To diagnoza, której nie sposób odmówić słuszności, choć warto pamiętać, że w polityce rzadko decyduje jeden czynnik. Wola Berlina jest przeciw nam, ale jest też kontekst wojny, wzmacniający naszą pozycję. Jest też biurokracja europejska, która ma odrobinę inne motywacje. To są szczeliny, które trzeba wykorzystywać. Poza tym, sam proces negocjacji, próby szukania porozumienia, sprzyjają obozowi rządzącemu. Ciekawie mówi o tym premier Jacek Sasin w rozmowie z tygodnikiem „Sieci”, stwierdzając:
Z jednej strony mamy mglistą wizję, a nawet powiedziałbym ułudę, pozyskania pieniędzy z KPO. To ważne środki, warte zabiegów, szukania porozumienia. Ale jestem też przekonany, że my sobie bez tych pieniędzy poradzimy. To nie jest tak, że bez nich się coś zawali, rozsypie.
Pada tu argument, że to byłby, właściwie już jest, dobry sygnał dla rynków finansowych.
Oczywiście, że tak. Choć dzisiaj napięcie związane z wojną opada, sytuacja się ogólnie uspokaja. Najważniejsze obawy dotyczą trybu w jakim Bruksela z nami rozmawia. Bezrefleksyjne, automatyczne przyjmowanie projektów w Sejmie, w tonie pewnego dyktatu, budzi jednak duże wątpliwości. Kolejny element to obawa czy nie wywoła to anarchii w polskich sądach. Już dziś nie jest tam najlepiej ale jednak kwestionowanie statusu sędziego może przynieść zupełną anarchizację. Rozumiem tutaj obawy pana prezydenta, bo to może doprowadzić do kwestionowania konstytucyjnych uprawnień prezydenta. Dostrzegam więc tu różne konteksty.
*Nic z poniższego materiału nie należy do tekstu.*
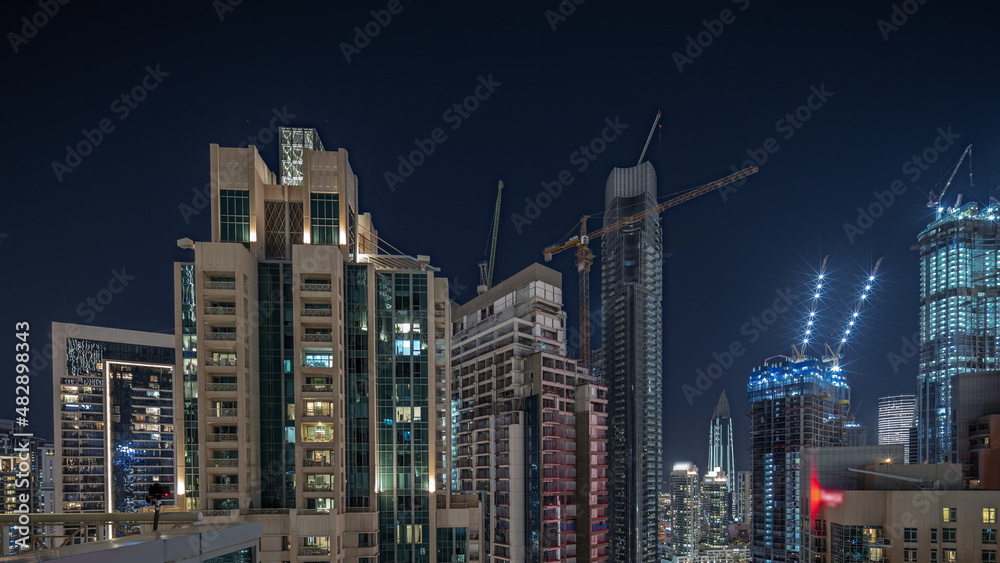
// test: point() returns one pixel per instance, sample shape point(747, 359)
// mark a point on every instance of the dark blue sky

Premier Sasin podkreśla, że „jeśli nie uda się znaleźć kompromisu, jasne staną się też intencje”. Zapytany, czy jego zdaniem bez KPO da się wygrać wybory, odpowiada:
Nie należę do tych, którzy tak uważają. Jak również do tych, którzy sądzą, że dalej idące ustępstwa przekonają Brukselę. Oceniam, że zamysł tam jest polityczny: obalić nasz rząd. I to decyduje. Zrobią wszystko, by pomóc opozycji. A konkretnie Donaldowi Tuskowi, który plan budowy superpaństwa niemieckiego wesprze z ochotą. My w tym przeszkadzamy. Właściwie, jeśli się przyjrzeć dokładnie, jesteśmy tu główną przeszkodą. Bez nas będą mieć autostradę.
Dlatego przysłali tu Tuska? Z takim zadaniem?
Odpowiem tak: on jest gwarantem realizacji niemieckiego planu. I oni to wiedzą. I nasz obóz też to wie, musi Polaków przed tym przestrzegać.
Stawka jest więc ogromna. Niemiecka blokada w sprawie czołgów dla Ukrainy mówi nam właściwie wszystko. Berlin nadal uprawia „scholzing” - jak to ujmuje brytyjska prasa. Składa obietnice, ale ich nie dotrzymuje. Deklaruje wsparcie dla Ukrainy, ale wciąż myśli, jakby tu wrócić do rozmowy z Moskwą. Tak to ujął premier Mateusz Morawiecki w czasie ostatniego Tweet-upu, w odpowiedzi na pytanie reportera portalu wPolityce.pl:
Jaki jest sens tych działań? Że jak dawać, to na końcu. I jak niektórzy twierdzą, opcja współpracy z Rosją nie jest dla Niemiec zamknięta. Czy inaczej da się wytłumaczyć to zdumiewające zachowanie polityków niemieckich?
Dziś CDU i Zieloni zachowują się bardzo w porządku, bo starają się pomagać Ukrainie. Wydaje się, że większość członków tych partii przejrzała na oczy, spadły łuski z oczu, niestety politycy SPD, z panem kanclerzem na czele, niestety wierzą w możliwość współpracy z Rosją. Niestety, dzisiejsza, wczorajsza Rosja, i także ewentualna Rosja Nawalnego, to jest Rosja, która nas napawa niepokojem.
Bez Polski kierowanej przez formację Kaczyńskiego Ukraina już dawno by padła. Rosja i Niemcy miałyby pełną kontrolę nad naszym regionem, nad Europą, a może i nad światem. Bez Polski pod rządami PiS Niemcy w szybkim tempie domkną budowę swojego nowego imperium.
Nad Wisłą decyduje się bardzo dużo. Decyduje się los Polski, los regionu, los Europy. Oby małe sprawy nie przesłoniły nam istoty wyboru, przed którym stanie nasz naród.